Comstock v. Group of Institutional Investors, 1948, 335 U.S. 211, 68 S.Ct. 1454, 92 L.Ed. 1911, especially when read in the light of Taylor v. Standard Gas & Electric Co., 1939, 306 U.S. 307, 59 S.Ct. 543, 83 L.Ed. 669, does not support any view that a court of bankruptcy will regard parent and subsidiary as different entities semper et ubique; rather it held that on the facts the particular policy there applicable did not require that they be regarded as the same, as in the Taylor case to some extent the same policy had. Here we deal with a different policy— that only three distinct creditors may precipitate an involuntary bankruptcy of a debtor having more than twelve.5 I cannot believe it consistent with that policy to hold that a single creditor corporation may insure its ability to initiate an involuntary bankruptcy by the simple expedient of organizing two financing subsidiaries — perhaps with independent creditors — and seeing to it that claims against each debtor are parceled out in advance of bankruptcy.6 See In re Supreme Tool & Mfg. Co., D.C.E.D.Wis.1956, 147 F.Supp. 158. Whether a wholly owned subsidiary with independent creditors might be deemed separate from its parent in a ease where, as a result of its own financial difficulties, the subsidiary was in effect acting for its creditors rather than its stockholders, need not be now determined; no such case is presented here.

. In the Act of 1800, 2 Stat. 19, the amount was $1,000; in the 1841 act, 5 Stat. 440, it was $500; in the 18C7 act, 14 Stat. 517, 536, $250.

. Seventy years earlier, in 1827, Martin Van Burén, denouncing an attempt to provide for voluntary and involuntary bankruptcy in a single statute, had said “It is an erroneous idea * * * that this bill can be made to serve God and mammon by combining two things totally at variance.” 3 Cong.Deb. 279.

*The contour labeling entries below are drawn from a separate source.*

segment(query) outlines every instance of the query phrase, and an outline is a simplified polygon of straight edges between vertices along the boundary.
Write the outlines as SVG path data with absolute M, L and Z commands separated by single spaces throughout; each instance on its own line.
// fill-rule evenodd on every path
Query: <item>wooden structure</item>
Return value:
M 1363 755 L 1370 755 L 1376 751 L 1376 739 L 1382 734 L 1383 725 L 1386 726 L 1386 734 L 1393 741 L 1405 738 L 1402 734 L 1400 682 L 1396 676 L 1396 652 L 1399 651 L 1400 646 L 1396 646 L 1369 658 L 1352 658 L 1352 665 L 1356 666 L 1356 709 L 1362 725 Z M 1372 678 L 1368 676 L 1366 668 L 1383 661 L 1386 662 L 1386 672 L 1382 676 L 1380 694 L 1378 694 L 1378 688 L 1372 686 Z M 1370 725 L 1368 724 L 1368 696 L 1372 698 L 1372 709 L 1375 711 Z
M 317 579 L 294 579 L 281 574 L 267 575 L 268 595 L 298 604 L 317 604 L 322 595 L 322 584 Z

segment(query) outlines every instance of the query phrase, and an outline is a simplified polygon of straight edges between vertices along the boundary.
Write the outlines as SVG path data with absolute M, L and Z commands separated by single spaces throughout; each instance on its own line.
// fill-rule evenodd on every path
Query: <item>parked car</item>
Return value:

. Some idea of the intensity of the feeling is conveyed by the remarks of Senator Stewart of Nevada against “this diabolical bill,” 31 Cong.Rec. 2312; “This bill comes from the class of men who are grinding the face of the poor * * * (2362). This is a bill which belongs to the Dark Ages. It belongs to the age of the Inquisition; it belongs to the age of witchcraft * * *. It is dictated by the same spirit that hung and killed and drew and quartered women for witchery” (2408).

. It should also be remembered that at common law a corporation could not hold stock in other corporations unless the power was expressly conferred; the extensive development of the use of subsidiaries apparently began witb the New Jersey Act of 1888, pp. 385, 445, conferring the power in general terms. See 1 Hornstein, Corporate Law and Practice, § 111.

. If my brothers’ reference to In re Bevins, 2 Cir., 1908, 165 F. 434 indicates a view that the decision in that case ought be reexamined, I wholeheartedly agree. However, it can stand without requiring an affirmance here.

. It could be said in such a case also that there was no evidence of abuse of the corporate form with a purpose fraudulently to subvert the Bankruptcy Act; bankruptcy of the debtor might have been the furthest thing from contemplation when the claims were placed and there may have been good business reasons for doing so.